Thinking about... MOOCs and OERs

A great post today from Martin Weller about the advent of FutureLearn and the equation between MOOCs and OERs. I heartily agree with what he says here (bolding is mine):
I know some people are down on FutureLearn, and I can appreciate why. It's a backlash to all the MOOC hype. I think it is important to maintain a critical standpoint particularly when commercial interests are trying to undermine existing practice to create a market for their own solutions. But I don't want to find myself in the position where I'm arguing that making good quality, well designed learning content available for free is a bad thing.   
The MOOC hype is settling down now, and I feel that FutureLearn is really an indication of what it may well end up being. Forget the "end of universities as we know them" rhetoric, ignore the "all education will be this way one day" commercial wet dream - MOOCs will be as OERs. And that's a good thing. OERs are now available from providers all over the globe, they make a big difference to the way many people work. But they haven't really fundamentally changed what we do in education, they've allowed new models and enhanced others.
I wish I felt as confident as Weller does that the MOOC hype is dying down (if only!). Sadly, it is also not true that all MOOCs are really ready to be OERs. That is certainly not true of the content locked up in Coursera courses, and it is not true of the content locked up in the new courses being developed at my school and delivered via NextThought's platform.ou.edu site.
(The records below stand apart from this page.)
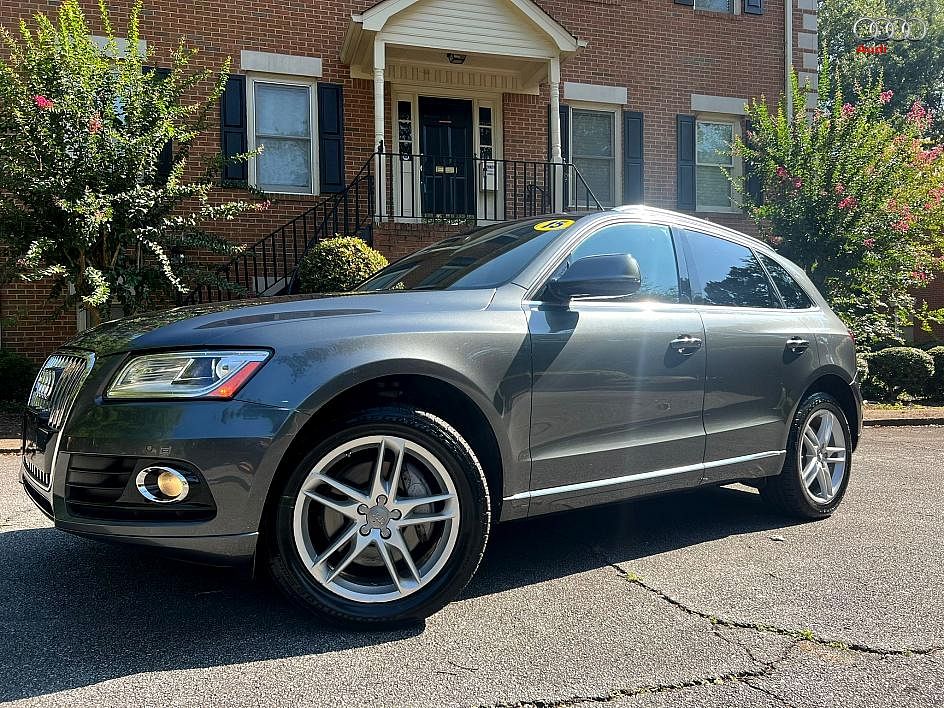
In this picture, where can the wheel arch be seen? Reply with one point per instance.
(425, 391)
(839, 387)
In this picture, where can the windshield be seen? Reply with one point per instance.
(484, 258)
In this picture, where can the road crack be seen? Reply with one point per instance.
(796, 634)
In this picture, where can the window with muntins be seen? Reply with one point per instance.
(727, 273)
(715, 5)
(713, 157)
(283, 128)
(593, 152)
(653, 250)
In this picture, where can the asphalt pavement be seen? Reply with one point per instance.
(700, 599)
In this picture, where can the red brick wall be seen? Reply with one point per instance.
(660, 51)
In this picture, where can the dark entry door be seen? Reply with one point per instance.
(448, 174)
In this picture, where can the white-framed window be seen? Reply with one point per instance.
(282, 120)
(714, 161)
(728, 6)
(594, 146)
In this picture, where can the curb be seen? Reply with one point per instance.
(893, 422)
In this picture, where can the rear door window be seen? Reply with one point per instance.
(790, 290)
(727, 274)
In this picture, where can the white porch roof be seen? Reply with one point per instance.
(508, 44)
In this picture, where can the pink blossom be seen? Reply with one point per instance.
(848, 203)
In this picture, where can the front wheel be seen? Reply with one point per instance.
(819, 459)
(384, 522)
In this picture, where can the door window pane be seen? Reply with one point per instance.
(593, 151)
(283, 129)
(652, 248)
(713, 153)
(726, 273)
(793, 295)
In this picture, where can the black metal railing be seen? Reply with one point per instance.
(270, 266)
(397, 186)
(428, 188)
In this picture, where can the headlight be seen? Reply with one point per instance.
(203, 374)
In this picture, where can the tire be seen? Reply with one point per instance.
(378, 585)
(821, 496)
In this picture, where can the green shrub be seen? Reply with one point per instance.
(936, 384)
(899, 370)
(338, 265)
(17, 374)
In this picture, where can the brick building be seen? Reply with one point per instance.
(486, 109)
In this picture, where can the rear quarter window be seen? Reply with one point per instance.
(792, 293)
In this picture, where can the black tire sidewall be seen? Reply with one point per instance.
(460, 463)
(793, 468)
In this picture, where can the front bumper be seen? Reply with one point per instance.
(235, 446)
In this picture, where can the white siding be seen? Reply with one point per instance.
(483, 26)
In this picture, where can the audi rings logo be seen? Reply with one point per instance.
(883, 29)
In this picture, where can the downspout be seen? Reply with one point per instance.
(788, 57)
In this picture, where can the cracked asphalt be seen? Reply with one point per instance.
(701, 599)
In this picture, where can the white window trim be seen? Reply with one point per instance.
(737, 166)
(312, 85)
(617, 112)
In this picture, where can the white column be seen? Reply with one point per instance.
(553, 75)
(379, 64)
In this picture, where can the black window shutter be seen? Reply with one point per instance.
(331, 137)
(752, 184)
(565, 132)
(233, 136)
(753, 7)
(686, 162)
(633, 171)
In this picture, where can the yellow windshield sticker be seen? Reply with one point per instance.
(554, 225)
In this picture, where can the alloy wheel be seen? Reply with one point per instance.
(822, 456)
(376, 519)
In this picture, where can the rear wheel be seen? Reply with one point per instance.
(384, 522)
(819, 458)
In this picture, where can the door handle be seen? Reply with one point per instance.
(797, 345)
(685, 344)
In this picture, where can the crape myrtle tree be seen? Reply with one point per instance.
(96, 192)
(855, 197)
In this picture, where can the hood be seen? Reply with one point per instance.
(223, 323)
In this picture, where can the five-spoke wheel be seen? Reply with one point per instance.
(816, 470)
(384, 521)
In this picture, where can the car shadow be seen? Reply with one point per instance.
(77, 612)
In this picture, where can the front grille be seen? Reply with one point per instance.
(40, 476)
(57, 385)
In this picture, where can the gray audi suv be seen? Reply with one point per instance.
(359, 446)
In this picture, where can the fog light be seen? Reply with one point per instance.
(162, 484)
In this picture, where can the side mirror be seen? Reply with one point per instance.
(610, 275)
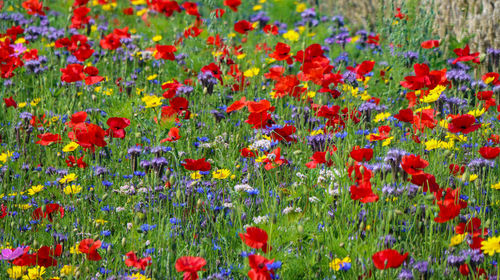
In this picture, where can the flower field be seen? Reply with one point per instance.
(230, 139)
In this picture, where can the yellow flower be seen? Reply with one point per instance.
(68, 178)
(457, 239)
(138, 276)
(67, 270)
(434, 94)
(35, 102)
(291, 35)
(382, 117)
(221, 174)
(261, 158)
(16, 272)
(73, 189)
(24, 206)
(152, 101)
(251, 72)
(387, 141)
(337, 263)
(74, 249)
(35, 273)
(35, 189)
(70, 147)
(491, 246)
(301, 7)
(477, 112)
(460, 138)
(473, 177)
(196, 175)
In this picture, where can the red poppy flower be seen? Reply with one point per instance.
(405, 115)
(89, 247)
(50, 211)
(173, 135)
(464, 124)
(128, 11)
(364, 193)
(388, 259)
(281, 52)
(256, 238)
(430, 44)
(9, 102)
(191, 8)
(362, 69)
(237, 105)
(473, 227)
(491, 78)
(44, 256)
(245, 152)
(89, 137)
(243, 26)
(465, 55)
(73, 162)
(72, 73)
(48, 138)
(165, 52)
(77, 120)
(132, 260)
(117, 127)
(319, 158)
(413, 164)
(259, 270)
(80, 18)
(232, 4)
(190, 266)
(197, 165)
(284, 134)
(361, 154)
(489, 152)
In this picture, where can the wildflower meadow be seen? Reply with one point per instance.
(237, 139)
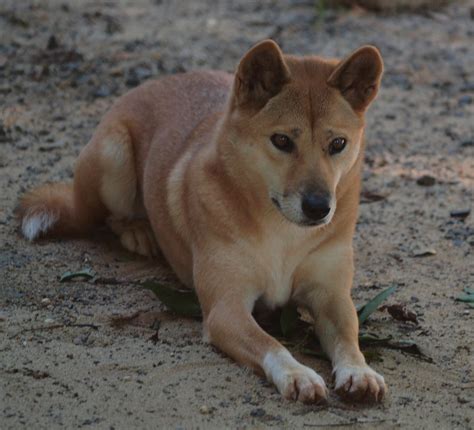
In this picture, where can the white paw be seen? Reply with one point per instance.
(293, 380)
(359, 383)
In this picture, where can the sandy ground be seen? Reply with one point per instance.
(61, 362)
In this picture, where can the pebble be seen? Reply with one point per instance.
(464, 100)
(204, 410)
(258, 412)
(426, 181)
(460, 213)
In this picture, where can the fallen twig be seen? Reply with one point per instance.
(54, 326)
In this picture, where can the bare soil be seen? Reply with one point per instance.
(62, 364)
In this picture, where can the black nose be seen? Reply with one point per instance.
(315, 206)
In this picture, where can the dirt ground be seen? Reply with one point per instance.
(62, 364)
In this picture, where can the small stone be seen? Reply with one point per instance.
(424, 252)
(102, 91)
(258, 412)
(464, 100)
(52, 43)
(426, 181)
(204, 410)
(460, 213)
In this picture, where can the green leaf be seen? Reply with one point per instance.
(288, 319)
(314, 353)
(87, 273)
(181, 302)
(373, 304)
(372, 355)
(373, 339)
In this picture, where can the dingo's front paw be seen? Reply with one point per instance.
(359, 383)
(293, 380)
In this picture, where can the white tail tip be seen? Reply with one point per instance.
(34, 224)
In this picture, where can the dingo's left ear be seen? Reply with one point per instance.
(261, 74)
(358, 77)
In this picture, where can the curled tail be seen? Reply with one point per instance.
(49, 210)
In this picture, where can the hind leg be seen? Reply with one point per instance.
(119, 193)
(135, 235)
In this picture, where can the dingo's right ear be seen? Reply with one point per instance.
(261, 74)
(358, 77)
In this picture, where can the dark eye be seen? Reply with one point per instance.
(282, 142)
(337, 145)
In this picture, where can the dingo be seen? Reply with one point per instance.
(249, 185)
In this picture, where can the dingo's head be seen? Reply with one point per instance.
(296, 123)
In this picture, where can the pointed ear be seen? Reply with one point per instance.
(358, 77)
(261, 74)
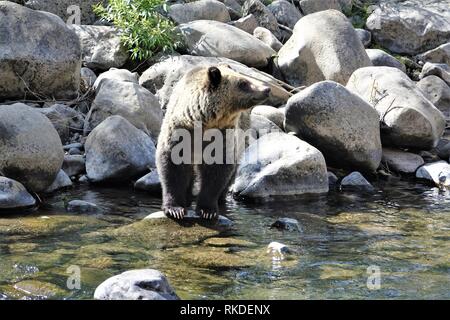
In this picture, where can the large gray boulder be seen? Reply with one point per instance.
(31, 151)
(279, 164)
(39, 55)
(199, 10)
(101, 47)
(339, 123)
(311, 6)
(217, 39)
(401, 161)
(262, 14)
(61, 8)
(285, 12)
(13, 195)
(440, 54)
(129, 100)
(161, 78)
(117, 151)
(324, 46)
(407, 118)
(437, 91)
(380, 58)
(412, 26)
(441, 70)
(144, 284)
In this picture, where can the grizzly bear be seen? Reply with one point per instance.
(213, 97)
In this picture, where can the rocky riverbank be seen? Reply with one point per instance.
(350, 106)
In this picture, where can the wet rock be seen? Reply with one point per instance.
(247, 23)
(62, 181)
(144, 284)
(311, 6)
(149, 182)
(42, 60)
(365, 37)
(408, 119)
(60, 8)
(31, 151)
(273, 114)
(339, 123)
(267, 37)
(410, 26)
(221, 221)
(285, 12)
(13, 195)
(39, 289)
(80, 206)
(437, 91)
(443, 149)
(440, 54)
(199, 10)
(117, 151)
(116, 74)
(280, 164)
(74, 165)
(438, 172)
(287, 224)
(324, 46)
(88, 77)
(400, 161)
(129, 100)
(217, 39)
(437, 69)
(356, 180)
(262, 14)
(101, 47)
(380, 58)
(65, 119)
(162, 77)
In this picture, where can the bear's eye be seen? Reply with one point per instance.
(244, 85)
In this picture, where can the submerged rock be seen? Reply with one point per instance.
(356, 180)
(144, 284)
(117, 151)
(13, 195)
(31, 151)
(401, 161)
(280, 164)
(324, 46)
(438, 172)
(288, 224)
(80, 206)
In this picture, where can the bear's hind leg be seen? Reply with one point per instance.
(176, 182)
(214, 178)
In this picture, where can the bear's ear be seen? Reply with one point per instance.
(215, 77)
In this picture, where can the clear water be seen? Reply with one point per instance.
(403, 229)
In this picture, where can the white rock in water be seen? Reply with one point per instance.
(144, 284)
(438, 172)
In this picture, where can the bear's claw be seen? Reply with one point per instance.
(175, 212)
(208, 214)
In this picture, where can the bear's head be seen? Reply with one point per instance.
(239, 91)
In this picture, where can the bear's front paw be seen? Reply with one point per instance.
(208, 214)
(175, 212)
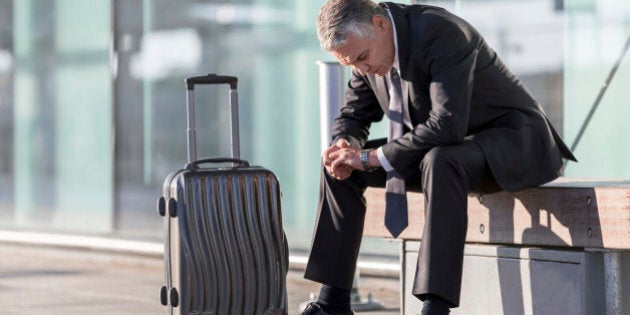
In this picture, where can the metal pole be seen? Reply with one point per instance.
(613, 281)
(331, 97)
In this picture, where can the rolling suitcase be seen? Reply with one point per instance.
(225, 249)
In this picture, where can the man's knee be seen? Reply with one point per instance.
(440, 157)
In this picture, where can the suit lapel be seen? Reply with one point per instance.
(381, 91)
(402, 34)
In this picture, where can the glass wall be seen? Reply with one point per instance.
(56, 115)
(92, 96)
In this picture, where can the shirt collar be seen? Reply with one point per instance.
(396, 63)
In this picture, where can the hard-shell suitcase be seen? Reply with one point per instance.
(225, 249)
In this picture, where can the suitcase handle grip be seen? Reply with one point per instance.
(195, 164)
(190, 108)
(212, 78)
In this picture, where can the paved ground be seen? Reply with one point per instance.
(49, 280)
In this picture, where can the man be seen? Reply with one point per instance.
(460, 122)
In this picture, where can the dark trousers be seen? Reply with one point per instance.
(445, 175)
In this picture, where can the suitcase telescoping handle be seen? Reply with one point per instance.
(190, 108)
(195, 164)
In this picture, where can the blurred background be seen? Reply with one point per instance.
(92, 99)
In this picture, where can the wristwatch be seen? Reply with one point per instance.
(364, 160)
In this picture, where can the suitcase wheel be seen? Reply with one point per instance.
(172, 207)
(161, 206)
(164, 296)
(174, 298)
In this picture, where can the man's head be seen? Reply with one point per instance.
(358, 33)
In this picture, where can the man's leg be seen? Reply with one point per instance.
(339, 227)
(337, 237)
(448, 174)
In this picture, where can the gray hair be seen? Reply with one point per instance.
(339, 18)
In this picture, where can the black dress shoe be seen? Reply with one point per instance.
(315, 309)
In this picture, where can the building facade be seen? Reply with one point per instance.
(92, 115)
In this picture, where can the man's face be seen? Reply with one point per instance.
(373, 55)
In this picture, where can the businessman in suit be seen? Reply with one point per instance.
(460, 122)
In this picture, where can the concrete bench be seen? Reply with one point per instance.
(563, 248)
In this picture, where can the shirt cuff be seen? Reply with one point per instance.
(384, 162)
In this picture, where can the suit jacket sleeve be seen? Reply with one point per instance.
(448, 56)
(358, 113)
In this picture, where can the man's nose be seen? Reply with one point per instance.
(362, 68)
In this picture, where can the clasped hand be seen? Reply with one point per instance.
(341, 159)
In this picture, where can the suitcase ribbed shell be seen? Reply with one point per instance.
(225, 247)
Weller also links to Martin Bean's interview at the Guardian re: Future Learn, where Bean maintains that platforms like these are will be good for branding and recruitment:
According to Bean, the benefits are clear: "I think the big win for the UK is actually being able to compete more effectively for international students to enroll in our offerings, either within the UK or in our overseas campuses," he said, "and being able to present the sector much more competitively and have the brand attributes around innovation that will be appealing to international students."
So far, it looks like my own school's efforts are more geared to branding and recruitment rather than to the actual development of OERs. We recently hired an OER specialist (a great person, too!) in our Library; I wonder if she will be able to exert a positive impact on the development of the platform.ou.edu courses so that they will be more useful as OERs. Right now, the lack of "linkiness" there (which I blogged about earlier) really prevents access to the materials, much less their re-use.

Openness: it's not just a modern concern! Here's a proverb poster I made with a medieval Latin proverb (a rhyming proverb, in fact) about open knowledge versus hoarding. I guess we are still trying to learn this lesson centuries later!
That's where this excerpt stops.